Summary
The first legend, as requested by Cupid, is the story of Cleopatra. She is made queen of Egypt after the death of her father, Tholome. While she reigns, a Roman senator, Antony, is sent to conquer Egypt. Although already married, he falls in love with Cleopatra and betrays his homeland in order to marry her. Rome responds by sending an army to destroy him, and Antony and Cleopatra sail out to meet them. There’s a great battle, but eventually Antony is defeated and retreats. He realizes that he has lost all his status and honor, and, despairing, kills himself. Cleopatra makes him a great shrine decorated with fine stones. Then she digs a pit next to the shrine and fills it with serpents. She announces that she has promised to feel all that her husband feels, and thus throws herself into the pit to die at her own hand as he has died.
Analysis
Chaucer begins the Legend of Cleopatra with a Latin description of what is to come, “Incipit Legenda Cleopatrie, martiris, Egipti regine.” In English, the title means, “Here begins the legend of Cleopatra, martyr and Queen of Egpyt.” By referring to Cleopatra as a “martyr,” Chaucer elides religious and secular themes, much as he did in the Prologue.
In Christian thought, a martyr is someone who dies for their faith. In the Middle Ages, there were many famous stories of “virgin martyrs,” or women who made oaths of chastity and chose to die rather than be forced into marriage. Indeed, the vast majority of female martyrs fit this description. Cleopatra, in contrast, marries a man who she fiercely desires, and dies for the love of him. In this sense, she is the exact opposite of the conventional female martyr in medieval literature.
Furthermore, in medieval Christianity, suicide was one of very few sins that could not be forgiven. After all, if you’re dead, you cannot subsequently repent of your sins. A saint was defined as someone who went to heaven automatically and immediately. Medieval readers would believe Cleopatra would suffer the opposite and be sent to hell forever. The sharp contrast between Cleopatra and a virgin martyr might lead us to see her as subtly vilified by the text. After all, the juxtaposition of a chaste woman who dies for her faith against a woman who sleeps with a married man, lures him away from his duty to his country, and then kills herself for him, is hardly a flattering one for Cleopatra.
However, as Alceste dictated in the Prologue, the point of The Legend is to praise good women. To this end, Chaucer describes Cleopatra as virtuous, and removes much of her agency in the story. We don’t see the moment where the two fall in love, but only hear that Antony deserted his country for the love of her. Her feelings for Antony are barely mentioned, except for in line 615, where Chaucer notes that she became his wife, and “had him as her leste,” or as she wanted. The line implies that Cleopatra desired Antony before he married her (indeed, when he was committed to another woman), but defers mentioning this feeling until after the two are lawfully united.
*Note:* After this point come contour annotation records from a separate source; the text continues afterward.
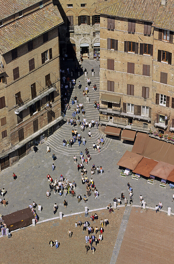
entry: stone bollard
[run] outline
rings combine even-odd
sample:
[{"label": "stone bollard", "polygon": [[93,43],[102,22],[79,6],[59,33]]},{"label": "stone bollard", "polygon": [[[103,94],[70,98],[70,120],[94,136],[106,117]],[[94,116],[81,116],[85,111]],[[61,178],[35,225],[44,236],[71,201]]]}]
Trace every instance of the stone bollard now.
[{"label": "stone bollard", "polygon": [[146,209],[146,202],[144,201],[143,201],[143,209]]},{"label": "stone bollard", "polygon": [[62,216],[62,212],[59,212],[59,217],[61,220],[62,220],[63,217]]},{"label": "stone bollard", "polygon": [[33,224],[33,227],[36,226],[36,221],[35,221],[35,219],[32,219],[32,223]]},{"label": "stone bollard", "polygon": [[85,216],[87,217],[88,214],[88,206],[85,206]]},{"label": "stone bollard", "polygon": [[9,232],[9,229],[8,228],[6,228],[6,235],[8,236],[8,234]]},{"label": "stone bollard", "polygon": [[167,215],[170,215],[170,214],[171,213],[171,207],[168,207],[168,213],[167,213]]}]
Thus, rather than coming across as a seductress, in line with medieval misogyny, Cleopatra becomes a good wife, who bears no responsibility for Antony’s fall from grace.
Her suicide makes the text’s favoritism towards Cleopatra especially pronounced. Antony kills himself “for despair.” Chaucer depicts his suicide as an emotional decision propelled by a selfish love of honor. Conversely, Cleopatra does not kill herself because she cannot bear to be without Antony, but rather because she has made a “covenant” with herself to be a good wife by following her husband in all things. In this, her decision perversely mirrors that of the virgin martyrs, who similarly made a covenant and choose death to remain true to it. Thus at the conclusion of the story, Chaucer ties everything up neatly by stressing that there is no man as “true and stable” in love as Cleopatra was. Antony was hot-headed and weak; his queen, who undertook many of the same actions, was the epitome of a good woman, even akin to a saint.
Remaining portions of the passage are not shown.